The Thinking Process

The message's reasoning reveals a methodical engineering mind at work. The assistant:

  1. Observes the data: The benchmark results are presented clearly, with both single-stream and peak throughput metrics.
  2. Interprets the data: The 63.6 tok/s result is contextualized against the vLLM baseline (77% of vLLM) and the no-CUDA-graph baseline (2.4x improvement).
  3. Generates a hypothesis: The gap is attributed to the attention backend difference.
  4. Makes a decision: Despite the gap, EAGLE-3 is prioritized because it offers higher potential impact.
  5. Executes the decision: The server is killed and the next experiment is launched. This pattern—observe, interpret, hypothesize, decide, execute—is the hallmark of effective experimental science, whether in a physics lab or an ML engineering session.
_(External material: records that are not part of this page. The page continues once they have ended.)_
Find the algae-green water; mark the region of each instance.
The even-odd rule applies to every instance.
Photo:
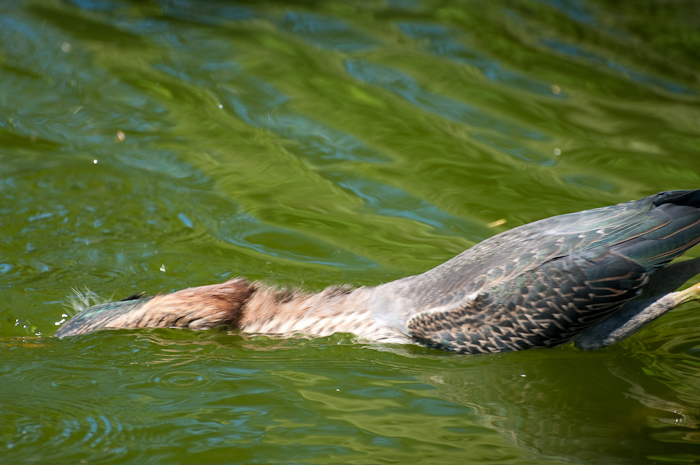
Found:
[[[700,462],[698,304],[594,352],[52,337],[72,289],[375,285],[699,188],[699,25],[693,1],[1,2],[0,463]]]

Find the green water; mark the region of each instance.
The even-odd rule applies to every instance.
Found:
[[[0,3],[0,462],[700,462],[698,304],[587,353],[51,337],[72,288],[374,285],[698,188],[699,25],[692,1]]]

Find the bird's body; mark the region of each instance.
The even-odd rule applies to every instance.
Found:
[[[700,272],[700,259],[668,266],[698,242],[700,191],[663,192],[521,226],[421,275],[373,288],[309,295],[234,279],[93,306],[56,335],[229,325],[263,334],[348,332],[461,353],[575,338],[595,348],[700,298],[700,288],[672,293]]]

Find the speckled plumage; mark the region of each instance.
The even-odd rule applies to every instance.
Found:
[[[230,324],[257,333],[352,332],[370,340],[413,339],[461,353],[551,347],[584,333],[587,342],[582,347],[594,348],[607,345],[601,341],[613,341],[609,336],[616,330],[613,342],[629,335],[619,328],[632,319],[640,320],[635,329],[648,322],[639,315],[667,294],[672,297],[663,301],[662,309],[656,304],[654,318],[681,301],[700,298],[700,290],[676,300],[669,294],[700,272],[700,260],[667,268],[677,270],[675,276],[657,274],[699,241],[700,191],[665,192],[515,228],[421,275],[375,288],[336,288],[282,298],[280,291],[239,279],[179,291],[189,292],[187,299],[174,293],[140,307],[133,307],[139,300],[127,301],[113,309],[111,322],[105,319],[107,307],[91,307],[57,335],[104,327],[202,329]],[[659,278],[651,280],[651,292],[647,284],[655,275]],[[678,282],[680,275],[685,279]],[[228,306],[213,299],[227,292],[235,293]],[[183,324],[190,313],[199,312],[201,318],[205,307],[217,318],[204,325]],[[125,324],[125,315],[136,312],[140,323]],[[179,318],[159,319],[153,316],[158,312]],[[141,324],[144,321],[151,324]]]

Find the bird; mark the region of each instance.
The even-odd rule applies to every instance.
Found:
[[[55,336],[226,326],[244,333],[419,344],[461,354],[608,347],[686,302],[700,258],[700,190],[667,191],[535,221],[422,274],[312,294],[245,278],[87,306]]]

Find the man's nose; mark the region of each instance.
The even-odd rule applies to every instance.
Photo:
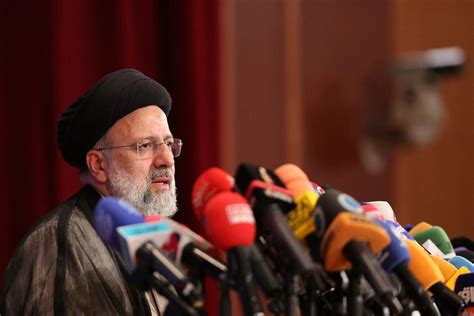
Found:
[[[171,148],[166,144],[160,144],[157,150],[158,152],[155,154],[155,158],[153,161],[155,167],[173,167],[174,156],[171,152]]]

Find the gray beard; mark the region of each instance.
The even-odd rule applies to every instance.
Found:
[[[113,196],[131,203],[144,216],[173,216],[177,210],[176,185],[173,172],[167,168],[152,170],[146,181],[140,181],[113,164],[108,174],[107,188]],[[155,177],[166,176],[171,179],[169,190],[154,192],[151,181]]]

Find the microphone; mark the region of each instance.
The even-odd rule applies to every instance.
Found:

The assistant's ability to resist the temptation of premature optimization (chasing the last 23% of single-stream performance) and stay focused on the primary objective (EAGLE-3) demonstrates mature engineering judgment.

Conclusion

Message [msg 3175] is a study in how a single data point can reshape an entire investigation. The benchmark results transformed the assistant's understanding of SGLang's capabilities, validated the importance of CUDA graphs, and provided the confidence to pivot to the core mission of speculative decoding. It is a reminder that in complex engineering work, the most valuable output is often not a perfect result but a clear enough picture to make the next decision with confidence.